Mitchell Katz, in the FTC’s Office of Public Affairs, told DWM magazine that the Green Guides are not just for companies marketing to the final end user of the product, but also companies marketing to other companies that will be buying and using the products.

FTC commissioner Julie Brill said there are several new components on environmental claims within the proposed revisions.

“When the guides were last revised many environmental claims we see in the market today didn’t even exist,” said Brill. “Our proposed guides address three of the most popular new types of claims.”
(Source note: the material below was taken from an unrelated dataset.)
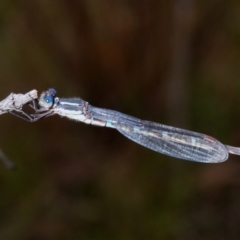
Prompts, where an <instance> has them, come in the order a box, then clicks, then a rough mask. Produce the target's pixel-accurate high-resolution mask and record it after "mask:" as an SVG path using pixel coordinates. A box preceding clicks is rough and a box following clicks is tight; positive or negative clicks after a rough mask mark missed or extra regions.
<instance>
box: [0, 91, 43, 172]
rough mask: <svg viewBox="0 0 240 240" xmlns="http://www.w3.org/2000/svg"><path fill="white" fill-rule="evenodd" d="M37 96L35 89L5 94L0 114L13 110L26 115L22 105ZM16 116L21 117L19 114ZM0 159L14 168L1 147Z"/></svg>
mask: <svg viewBox="0 0 240 240" xmlns="http://www.w3.org/2000/svg"><path fill="white" fill-rule="evenodd" d="M37 98H38V95H37V90H32V91H30V92H27V93H26V94H15V93H11V94H10V95H9V96H7V97H6V98H5V99H4V100H2V101H1V102H0V115H1V114H4V113H13V112H14V111H15V112H18V113H21V114H23V115H25V116H27V115H26V114H25V113H24V112H23V110H22V107H23V105H24V104H27V103H29V102H31V101H33V100H34V99H37ZM16 115H17V114H16ZM17 116H18V117H21V116H19V115H17ZM0 159H1V160H2V162H3V164H4V165H5V166H6V167H7V168H9V169H13V168H15V164H14V163H13V162H12V161H10V160H9V159H8V158H7V157H6V155H5V154H4V153H3V152H2V150H1V149H0Z"/></svg>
These three new claims are:

Made with renewable materials. According to the FTC’s proposal “marketers should qualify claims with specific information about the renewable material (what it is; how it is sourced; why it is renewable), and should qualify renewable materials claims if the item is not made entirely with renewable materials (excluding minor, incidental components);

Made with renewable energy: The FTC says marketers should not make unqualified renewable energy claims if the power used to manufacture any part of the product was derived from fossil fuels. They should also qualify claims by specifying the source of renewable energy (e.g., wind or solar). Additionally, marketers should qualify claims if less than all, or virtually all, of the significant manufacturing processes involved in making the product/package were powered with renewable energy or conventional energy offset by renewable energy certificates (RECs). In addition, marketers that generate renewable energy (e.g., by using solar panels), but sell RECs for all of the renewable energy they generate, should not represent that they use renewable energy; and

Carbon offsets: According to the FTC, marketers should have competent and reliable scientific evidence to support their carbon offset claims, including using appropriate accounting methods to ensure they are properly quantifying emission reductions and are not selling those reductions more than once. Marketers should disclose if the offset purchase funds emission reductions will not occur for two years or longer and they should not advertise a carbon offset if the activity that forms the basis of the offset is already required by law

The FTC is accepting public comments on the proposed changes until December 10, 2010, after which it will decide which changes to make final. Comments can be submitted in paper form by following the instructions in the Request for Comment section of the Federal Register notice as well as electronically.

A summary of the proposed revised guides is available on the FTC’s website.